Supo que algo iba mal cuando Rank solamente se echó a reír y se marchó.
—Mierda, Ed —dijo Hanson. Se encogió de hombros. Entonces también él se marchó.
Tras asegurarse de que se habían ido, Ed se dirigió a su coche, un Dodge del 47 de tracción en las cuatro ruedas donde alguien había incrustado el motor 409 de un Caddy del 52, Lo puso en marcha y permaneció sentado un momento escuchando el tanque de cuatro pistones sorber aire. Se miró las manos.
—Podemos hacerlo como queráis, mamones —susurró. Luego soltó el embrague y se dirigió al centro.

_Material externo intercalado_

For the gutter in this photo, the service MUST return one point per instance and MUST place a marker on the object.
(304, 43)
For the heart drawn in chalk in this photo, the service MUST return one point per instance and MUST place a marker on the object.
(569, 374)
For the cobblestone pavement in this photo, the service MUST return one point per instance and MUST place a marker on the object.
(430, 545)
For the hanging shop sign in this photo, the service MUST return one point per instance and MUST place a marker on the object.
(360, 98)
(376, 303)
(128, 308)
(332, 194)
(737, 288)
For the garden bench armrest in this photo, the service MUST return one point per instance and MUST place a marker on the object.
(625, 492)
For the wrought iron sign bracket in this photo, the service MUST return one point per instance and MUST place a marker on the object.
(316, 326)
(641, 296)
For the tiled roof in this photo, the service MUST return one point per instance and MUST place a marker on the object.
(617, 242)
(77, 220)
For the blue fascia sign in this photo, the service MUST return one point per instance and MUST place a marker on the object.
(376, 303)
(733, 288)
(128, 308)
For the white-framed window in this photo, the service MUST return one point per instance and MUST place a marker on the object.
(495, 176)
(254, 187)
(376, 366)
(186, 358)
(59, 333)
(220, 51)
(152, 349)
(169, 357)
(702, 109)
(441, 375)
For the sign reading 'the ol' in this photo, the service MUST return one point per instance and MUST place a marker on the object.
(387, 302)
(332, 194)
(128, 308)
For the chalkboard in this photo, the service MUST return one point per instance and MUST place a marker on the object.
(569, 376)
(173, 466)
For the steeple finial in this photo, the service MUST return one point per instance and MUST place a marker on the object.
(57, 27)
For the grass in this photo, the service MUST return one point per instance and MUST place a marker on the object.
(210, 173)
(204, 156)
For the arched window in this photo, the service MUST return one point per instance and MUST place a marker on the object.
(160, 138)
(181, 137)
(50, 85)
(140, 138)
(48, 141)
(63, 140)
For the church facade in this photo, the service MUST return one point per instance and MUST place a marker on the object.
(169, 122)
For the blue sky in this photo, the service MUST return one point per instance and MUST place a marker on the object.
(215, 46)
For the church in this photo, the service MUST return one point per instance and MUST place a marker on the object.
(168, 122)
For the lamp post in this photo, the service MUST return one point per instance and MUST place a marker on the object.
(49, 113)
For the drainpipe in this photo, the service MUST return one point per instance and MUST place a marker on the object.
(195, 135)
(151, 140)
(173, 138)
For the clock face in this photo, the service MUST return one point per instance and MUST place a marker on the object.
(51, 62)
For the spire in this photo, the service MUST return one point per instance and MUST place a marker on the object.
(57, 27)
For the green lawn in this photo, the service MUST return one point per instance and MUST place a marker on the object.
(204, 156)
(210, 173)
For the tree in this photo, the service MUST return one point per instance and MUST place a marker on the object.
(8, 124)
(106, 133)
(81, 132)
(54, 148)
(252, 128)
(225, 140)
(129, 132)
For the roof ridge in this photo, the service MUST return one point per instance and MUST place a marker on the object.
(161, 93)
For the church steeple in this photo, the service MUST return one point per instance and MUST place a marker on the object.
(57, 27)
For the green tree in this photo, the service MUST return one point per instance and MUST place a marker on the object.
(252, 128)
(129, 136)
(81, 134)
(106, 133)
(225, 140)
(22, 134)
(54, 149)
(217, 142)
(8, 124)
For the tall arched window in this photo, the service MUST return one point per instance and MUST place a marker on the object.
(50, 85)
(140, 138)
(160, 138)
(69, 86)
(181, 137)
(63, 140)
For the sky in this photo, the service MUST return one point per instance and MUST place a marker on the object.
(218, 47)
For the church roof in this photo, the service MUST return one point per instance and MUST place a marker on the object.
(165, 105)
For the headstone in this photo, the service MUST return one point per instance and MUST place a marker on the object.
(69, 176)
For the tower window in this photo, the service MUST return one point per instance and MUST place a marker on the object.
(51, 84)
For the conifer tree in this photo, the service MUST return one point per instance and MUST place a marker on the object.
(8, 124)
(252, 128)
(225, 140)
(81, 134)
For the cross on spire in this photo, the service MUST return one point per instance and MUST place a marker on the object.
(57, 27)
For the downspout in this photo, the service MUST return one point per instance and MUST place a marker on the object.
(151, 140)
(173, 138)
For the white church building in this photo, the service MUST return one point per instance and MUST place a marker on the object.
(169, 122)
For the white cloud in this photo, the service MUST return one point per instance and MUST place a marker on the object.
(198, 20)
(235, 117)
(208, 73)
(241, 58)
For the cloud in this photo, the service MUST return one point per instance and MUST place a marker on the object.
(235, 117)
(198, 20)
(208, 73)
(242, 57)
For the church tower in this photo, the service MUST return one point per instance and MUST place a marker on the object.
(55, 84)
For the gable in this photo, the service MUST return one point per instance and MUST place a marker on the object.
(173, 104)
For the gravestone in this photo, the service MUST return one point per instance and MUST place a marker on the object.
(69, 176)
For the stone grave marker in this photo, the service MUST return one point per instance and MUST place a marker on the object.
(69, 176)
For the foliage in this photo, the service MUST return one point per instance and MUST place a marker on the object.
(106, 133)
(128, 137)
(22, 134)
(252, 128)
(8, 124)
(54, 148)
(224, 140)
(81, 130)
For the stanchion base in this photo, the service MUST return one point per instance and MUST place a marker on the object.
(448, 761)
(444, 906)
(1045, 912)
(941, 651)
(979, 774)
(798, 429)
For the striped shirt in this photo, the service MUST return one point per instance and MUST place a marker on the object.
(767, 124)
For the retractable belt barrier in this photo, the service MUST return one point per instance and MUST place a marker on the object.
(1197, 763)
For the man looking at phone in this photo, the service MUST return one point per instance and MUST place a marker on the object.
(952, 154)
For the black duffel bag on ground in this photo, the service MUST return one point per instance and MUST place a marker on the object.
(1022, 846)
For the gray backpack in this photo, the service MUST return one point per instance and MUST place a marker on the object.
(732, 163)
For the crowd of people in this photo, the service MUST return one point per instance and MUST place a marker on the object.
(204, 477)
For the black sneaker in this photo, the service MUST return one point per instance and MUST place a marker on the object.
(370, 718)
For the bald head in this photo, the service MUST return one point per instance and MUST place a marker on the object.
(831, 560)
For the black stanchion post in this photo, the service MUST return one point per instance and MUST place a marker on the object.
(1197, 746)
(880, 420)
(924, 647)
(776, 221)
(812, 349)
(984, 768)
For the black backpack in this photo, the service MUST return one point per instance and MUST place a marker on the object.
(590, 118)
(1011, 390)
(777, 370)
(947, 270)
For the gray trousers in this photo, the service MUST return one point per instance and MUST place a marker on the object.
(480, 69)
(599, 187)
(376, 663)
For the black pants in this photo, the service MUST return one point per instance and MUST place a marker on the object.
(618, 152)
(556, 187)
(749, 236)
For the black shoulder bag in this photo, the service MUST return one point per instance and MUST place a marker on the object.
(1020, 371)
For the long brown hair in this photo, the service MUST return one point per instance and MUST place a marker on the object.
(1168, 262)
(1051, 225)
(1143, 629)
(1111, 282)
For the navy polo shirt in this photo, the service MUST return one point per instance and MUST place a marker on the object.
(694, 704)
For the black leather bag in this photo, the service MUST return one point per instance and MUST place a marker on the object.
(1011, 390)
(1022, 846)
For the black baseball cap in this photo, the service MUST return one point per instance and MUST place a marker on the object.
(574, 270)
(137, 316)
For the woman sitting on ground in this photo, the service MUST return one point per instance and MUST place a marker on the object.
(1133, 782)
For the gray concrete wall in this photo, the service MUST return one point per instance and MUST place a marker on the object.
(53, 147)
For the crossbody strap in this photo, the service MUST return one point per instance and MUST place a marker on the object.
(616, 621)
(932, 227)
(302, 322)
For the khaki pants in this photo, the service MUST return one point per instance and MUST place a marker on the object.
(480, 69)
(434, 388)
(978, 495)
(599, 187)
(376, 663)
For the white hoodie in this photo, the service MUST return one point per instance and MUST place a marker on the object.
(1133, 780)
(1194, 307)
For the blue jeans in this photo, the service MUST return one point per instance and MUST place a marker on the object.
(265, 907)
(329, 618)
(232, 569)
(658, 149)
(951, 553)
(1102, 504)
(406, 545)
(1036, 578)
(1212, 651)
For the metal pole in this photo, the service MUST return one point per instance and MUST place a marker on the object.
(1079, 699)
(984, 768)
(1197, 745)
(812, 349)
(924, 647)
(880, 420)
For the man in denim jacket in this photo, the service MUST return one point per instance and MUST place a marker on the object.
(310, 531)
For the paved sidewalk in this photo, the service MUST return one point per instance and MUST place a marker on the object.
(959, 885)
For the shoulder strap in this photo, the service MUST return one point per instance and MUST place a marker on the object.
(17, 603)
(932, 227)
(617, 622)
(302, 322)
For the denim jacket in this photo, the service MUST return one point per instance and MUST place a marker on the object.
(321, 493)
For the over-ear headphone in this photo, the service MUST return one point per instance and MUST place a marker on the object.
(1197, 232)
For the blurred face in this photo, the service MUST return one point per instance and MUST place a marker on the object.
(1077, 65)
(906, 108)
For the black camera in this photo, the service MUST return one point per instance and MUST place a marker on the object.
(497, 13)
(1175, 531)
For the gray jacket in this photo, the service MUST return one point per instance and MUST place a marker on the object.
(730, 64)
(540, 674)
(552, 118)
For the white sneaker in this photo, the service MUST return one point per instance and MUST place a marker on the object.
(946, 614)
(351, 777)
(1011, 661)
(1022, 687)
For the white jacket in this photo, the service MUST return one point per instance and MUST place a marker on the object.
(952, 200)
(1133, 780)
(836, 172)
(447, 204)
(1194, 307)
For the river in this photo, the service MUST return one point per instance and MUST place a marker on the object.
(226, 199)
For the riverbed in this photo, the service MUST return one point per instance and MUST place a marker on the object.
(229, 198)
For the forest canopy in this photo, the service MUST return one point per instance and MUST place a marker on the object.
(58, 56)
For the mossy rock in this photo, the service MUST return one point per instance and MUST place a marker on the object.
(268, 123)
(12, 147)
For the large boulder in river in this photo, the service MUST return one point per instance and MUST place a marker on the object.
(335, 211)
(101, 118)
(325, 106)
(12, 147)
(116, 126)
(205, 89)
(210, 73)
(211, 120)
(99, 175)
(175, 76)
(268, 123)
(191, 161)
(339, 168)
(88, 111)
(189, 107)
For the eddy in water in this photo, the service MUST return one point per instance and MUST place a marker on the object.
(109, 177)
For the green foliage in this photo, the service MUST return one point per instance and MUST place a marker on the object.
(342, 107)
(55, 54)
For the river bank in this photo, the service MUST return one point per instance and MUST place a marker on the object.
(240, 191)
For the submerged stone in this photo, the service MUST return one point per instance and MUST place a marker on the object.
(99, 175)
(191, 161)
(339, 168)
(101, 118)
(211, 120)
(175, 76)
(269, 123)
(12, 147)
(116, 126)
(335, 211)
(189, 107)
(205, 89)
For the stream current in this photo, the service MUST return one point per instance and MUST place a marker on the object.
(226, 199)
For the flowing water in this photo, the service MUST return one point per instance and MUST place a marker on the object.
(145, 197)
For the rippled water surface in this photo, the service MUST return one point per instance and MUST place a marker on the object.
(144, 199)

Tenía que averiguar qué estaba pasando. Conocía a una tía en la oficina del fiscal del distrito llamada Robinson. La persuadió para que fuera a almorzar con él en el restaurante de Sullivan. Era una mujer alta de sonrisa amplia, buenas tetas y una manera de lamerse la mayonesa de la comisura de los labios que sugería que podría ser igualmente buena lamiendo mayonesa de la comisura de los tuyos. Ed sabía que podría averiguarlo si quisiera. Podría averiguarlo, pero estaba más interesado en el caso Brady, y en lo que sabían Rank y Hanson.
—Eh —dijo—. Rita.
—Corta el rollo, Ed el Chino —dijo Rita. Tamborileó con los dedos y contempló por la ventana la calle abarrotada. Se había mudado desde Detroit buscando algo nuevo. Pero ésta era otra ciudad de dióxido de sulfuro, una ciudad sin esperanza llena de la bruma negra de los motores—. No me vengas con milongas —canturreó.
Ed el Chino se encogió de hombros. Casi había llegado a la puerta cuando le oyó decir:
—Eh, Ed. ¿Todavía follas?
Se dio la vuelta. Tal vez el día empezaba a mejorar. Rita Robinson sonreía y él se acercaba a ella cuando sucedió algo extraño. La luz se oscureció en la puerta del Sullivan. Rita, que podía ver por qué, miró más allá de Ed con una especie de temor creciente; Ed, que no podía, empezó a preguntarle qué sucedía. Rita alzó la mano y señaló.
—Jesús, Ed —dijo—. Mira.
Él se giró y miró. Un gigantesco pato amarillo que apenas cabía por la puerta intentaba entrar en el restaurante.